My professor looked relieved when I nodded, only to then have his hopes dashed when I went, "My mom's part of the family is from Serbia. Before that they were from Spain." and the class's confusion spiked, resulting in them turning to him, certified race expert and dispenser of wisdom, to ask, "So where are they from?"
He hastily changed the topic to what was on the PowerPoint. Someone in the back went, "I mean, by Bible times they were hanging around the Middle East and travel sucked back then, so, like... I think they're from there?" and I saw this professor visibly have to keep it to together, as if deeply agitated by this observation.
The term refers to us, but we're not actually from a place.
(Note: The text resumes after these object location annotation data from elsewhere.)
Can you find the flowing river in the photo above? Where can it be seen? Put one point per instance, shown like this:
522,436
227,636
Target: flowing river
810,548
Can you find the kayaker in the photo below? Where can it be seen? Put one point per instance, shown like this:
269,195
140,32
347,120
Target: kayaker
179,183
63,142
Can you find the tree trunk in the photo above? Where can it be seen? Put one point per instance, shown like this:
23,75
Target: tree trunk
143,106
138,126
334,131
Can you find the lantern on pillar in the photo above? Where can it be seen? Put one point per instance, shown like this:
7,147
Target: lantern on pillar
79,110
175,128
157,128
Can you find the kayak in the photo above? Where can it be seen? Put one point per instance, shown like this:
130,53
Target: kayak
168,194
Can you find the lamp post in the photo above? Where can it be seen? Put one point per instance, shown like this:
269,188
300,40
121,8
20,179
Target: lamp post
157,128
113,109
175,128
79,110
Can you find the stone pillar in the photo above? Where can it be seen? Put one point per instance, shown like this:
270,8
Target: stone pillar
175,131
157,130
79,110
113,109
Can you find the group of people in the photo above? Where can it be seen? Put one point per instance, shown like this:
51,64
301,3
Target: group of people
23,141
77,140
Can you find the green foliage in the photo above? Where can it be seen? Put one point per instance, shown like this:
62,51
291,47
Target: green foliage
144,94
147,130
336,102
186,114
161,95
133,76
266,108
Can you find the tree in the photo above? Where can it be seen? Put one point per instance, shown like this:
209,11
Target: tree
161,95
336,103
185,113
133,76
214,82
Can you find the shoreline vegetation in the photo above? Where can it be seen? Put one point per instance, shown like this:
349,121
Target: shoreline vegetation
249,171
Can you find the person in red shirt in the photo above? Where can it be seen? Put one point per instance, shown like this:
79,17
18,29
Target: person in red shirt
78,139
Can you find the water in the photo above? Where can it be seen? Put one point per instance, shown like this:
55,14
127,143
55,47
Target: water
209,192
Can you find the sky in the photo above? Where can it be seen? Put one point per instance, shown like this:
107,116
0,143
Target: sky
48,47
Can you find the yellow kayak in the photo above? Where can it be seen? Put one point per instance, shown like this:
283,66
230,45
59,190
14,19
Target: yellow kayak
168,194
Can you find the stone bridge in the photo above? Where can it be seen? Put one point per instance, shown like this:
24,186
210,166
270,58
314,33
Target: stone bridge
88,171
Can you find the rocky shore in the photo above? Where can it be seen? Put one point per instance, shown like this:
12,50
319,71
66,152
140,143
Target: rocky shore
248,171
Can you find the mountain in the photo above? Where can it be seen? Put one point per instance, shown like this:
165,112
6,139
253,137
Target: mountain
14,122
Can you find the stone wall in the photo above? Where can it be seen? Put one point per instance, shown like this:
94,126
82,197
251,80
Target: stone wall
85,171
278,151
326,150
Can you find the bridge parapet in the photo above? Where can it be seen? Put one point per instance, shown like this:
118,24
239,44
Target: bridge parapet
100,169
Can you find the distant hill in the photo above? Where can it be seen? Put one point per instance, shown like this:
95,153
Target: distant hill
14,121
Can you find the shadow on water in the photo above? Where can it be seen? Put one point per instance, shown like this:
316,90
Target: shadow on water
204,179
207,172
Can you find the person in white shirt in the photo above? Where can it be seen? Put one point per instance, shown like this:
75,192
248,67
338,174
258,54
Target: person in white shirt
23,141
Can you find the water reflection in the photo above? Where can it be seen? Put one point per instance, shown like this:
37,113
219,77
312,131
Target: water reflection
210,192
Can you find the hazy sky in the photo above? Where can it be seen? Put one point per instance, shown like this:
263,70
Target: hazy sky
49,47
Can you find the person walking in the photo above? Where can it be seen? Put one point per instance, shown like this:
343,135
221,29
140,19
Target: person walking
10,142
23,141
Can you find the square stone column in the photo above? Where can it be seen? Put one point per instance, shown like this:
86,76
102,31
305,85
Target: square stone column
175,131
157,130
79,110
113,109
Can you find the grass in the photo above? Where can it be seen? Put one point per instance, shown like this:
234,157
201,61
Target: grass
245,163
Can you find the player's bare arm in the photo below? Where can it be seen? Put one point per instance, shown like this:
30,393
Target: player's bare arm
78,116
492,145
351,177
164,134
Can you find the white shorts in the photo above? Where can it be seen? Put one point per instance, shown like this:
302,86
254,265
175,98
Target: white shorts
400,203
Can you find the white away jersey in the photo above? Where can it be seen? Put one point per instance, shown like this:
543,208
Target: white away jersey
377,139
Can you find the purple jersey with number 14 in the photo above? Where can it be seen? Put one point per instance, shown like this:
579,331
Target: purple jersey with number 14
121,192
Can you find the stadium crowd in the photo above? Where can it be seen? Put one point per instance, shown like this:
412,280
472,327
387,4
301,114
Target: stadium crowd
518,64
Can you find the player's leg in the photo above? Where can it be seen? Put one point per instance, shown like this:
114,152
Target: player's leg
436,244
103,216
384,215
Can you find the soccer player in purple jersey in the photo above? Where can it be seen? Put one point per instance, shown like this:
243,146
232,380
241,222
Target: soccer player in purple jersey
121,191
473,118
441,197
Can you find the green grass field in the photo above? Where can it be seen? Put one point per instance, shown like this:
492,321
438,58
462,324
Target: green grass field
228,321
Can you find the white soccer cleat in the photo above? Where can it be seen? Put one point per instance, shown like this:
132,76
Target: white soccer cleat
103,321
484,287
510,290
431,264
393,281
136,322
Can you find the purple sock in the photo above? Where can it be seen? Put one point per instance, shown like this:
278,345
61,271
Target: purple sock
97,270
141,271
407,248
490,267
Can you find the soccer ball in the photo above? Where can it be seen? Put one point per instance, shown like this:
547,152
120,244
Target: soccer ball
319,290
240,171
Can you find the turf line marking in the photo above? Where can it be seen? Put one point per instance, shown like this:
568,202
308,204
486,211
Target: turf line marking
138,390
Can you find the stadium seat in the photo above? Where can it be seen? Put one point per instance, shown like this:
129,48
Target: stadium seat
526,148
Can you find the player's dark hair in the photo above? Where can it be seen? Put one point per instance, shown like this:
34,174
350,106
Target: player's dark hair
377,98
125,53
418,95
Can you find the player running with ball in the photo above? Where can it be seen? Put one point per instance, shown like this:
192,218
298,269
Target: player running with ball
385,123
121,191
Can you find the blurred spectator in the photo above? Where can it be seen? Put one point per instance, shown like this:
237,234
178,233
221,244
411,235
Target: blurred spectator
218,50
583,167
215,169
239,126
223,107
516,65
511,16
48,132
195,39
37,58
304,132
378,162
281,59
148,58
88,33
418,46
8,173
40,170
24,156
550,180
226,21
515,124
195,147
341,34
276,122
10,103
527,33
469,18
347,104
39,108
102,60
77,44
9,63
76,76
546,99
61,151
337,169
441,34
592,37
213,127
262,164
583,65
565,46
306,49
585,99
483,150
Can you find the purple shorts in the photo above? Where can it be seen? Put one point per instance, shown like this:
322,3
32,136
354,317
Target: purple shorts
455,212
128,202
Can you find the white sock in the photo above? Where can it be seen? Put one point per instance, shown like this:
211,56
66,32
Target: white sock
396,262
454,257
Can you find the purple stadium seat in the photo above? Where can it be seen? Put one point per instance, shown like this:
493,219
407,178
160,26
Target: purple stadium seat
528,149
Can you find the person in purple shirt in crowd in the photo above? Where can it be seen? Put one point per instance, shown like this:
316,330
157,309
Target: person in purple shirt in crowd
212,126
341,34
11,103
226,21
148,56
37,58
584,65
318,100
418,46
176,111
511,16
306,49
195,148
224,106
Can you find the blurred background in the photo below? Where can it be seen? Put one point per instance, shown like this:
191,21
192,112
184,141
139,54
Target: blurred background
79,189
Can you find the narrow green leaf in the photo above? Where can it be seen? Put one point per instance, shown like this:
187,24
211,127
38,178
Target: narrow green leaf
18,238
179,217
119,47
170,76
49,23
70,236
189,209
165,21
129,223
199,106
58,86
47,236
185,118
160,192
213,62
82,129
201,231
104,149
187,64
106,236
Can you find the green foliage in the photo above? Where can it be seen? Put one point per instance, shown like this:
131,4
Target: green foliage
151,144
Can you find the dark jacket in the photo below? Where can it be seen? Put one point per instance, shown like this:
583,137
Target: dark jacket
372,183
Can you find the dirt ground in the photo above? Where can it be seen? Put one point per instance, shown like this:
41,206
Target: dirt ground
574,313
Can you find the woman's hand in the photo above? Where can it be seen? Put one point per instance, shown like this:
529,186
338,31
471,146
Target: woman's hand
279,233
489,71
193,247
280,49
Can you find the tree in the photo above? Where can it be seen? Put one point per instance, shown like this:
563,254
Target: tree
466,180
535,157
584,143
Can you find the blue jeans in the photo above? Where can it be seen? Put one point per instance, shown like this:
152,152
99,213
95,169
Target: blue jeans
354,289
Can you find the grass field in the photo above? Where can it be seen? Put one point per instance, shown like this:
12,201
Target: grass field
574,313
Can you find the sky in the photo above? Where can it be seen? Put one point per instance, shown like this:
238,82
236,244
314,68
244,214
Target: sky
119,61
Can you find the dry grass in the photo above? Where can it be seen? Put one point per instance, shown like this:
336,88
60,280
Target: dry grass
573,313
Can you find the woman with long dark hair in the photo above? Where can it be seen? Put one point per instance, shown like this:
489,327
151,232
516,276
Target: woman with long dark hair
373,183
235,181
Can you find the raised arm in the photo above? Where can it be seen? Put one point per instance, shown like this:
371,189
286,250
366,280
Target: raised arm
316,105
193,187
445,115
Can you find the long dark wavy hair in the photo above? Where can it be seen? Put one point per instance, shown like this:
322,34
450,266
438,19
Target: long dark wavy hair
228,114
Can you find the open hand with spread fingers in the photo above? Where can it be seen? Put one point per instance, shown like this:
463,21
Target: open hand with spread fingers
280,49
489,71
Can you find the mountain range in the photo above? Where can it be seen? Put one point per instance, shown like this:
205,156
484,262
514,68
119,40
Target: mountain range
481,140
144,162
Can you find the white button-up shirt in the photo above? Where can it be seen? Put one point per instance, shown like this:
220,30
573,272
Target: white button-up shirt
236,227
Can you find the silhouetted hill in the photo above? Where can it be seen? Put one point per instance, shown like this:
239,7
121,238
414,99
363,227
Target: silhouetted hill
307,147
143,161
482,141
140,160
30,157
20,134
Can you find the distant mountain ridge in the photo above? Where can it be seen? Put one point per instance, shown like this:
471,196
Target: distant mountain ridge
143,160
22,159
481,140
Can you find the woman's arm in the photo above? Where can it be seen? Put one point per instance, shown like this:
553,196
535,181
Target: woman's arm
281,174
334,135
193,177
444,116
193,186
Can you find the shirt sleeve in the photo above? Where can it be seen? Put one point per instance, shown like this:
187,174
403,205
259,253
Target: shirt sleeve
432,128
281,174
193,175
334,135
Displaced, but from nowhere, somehow simultaneously. Go back to your country, you have no country.
(Also if you're about to @ anyone on this post with, "wait aren't Romani Jewish people Jewish wanderers?" no, that's not the connotation you want to put on that. Just go with 'Romani Jewish'.)
Me: I wish goyim would make an effort to learn about Judaism and Jewish culture and history
Goyim: utterly butcher the terms “Zionism” “Ashkenazi” “Sephardi” “Mizrachi” “tikkun olam” “diaspora” “Holocaust”
Me: ok never mind, stop learning. No more effort. Don’t learn a new word ever again.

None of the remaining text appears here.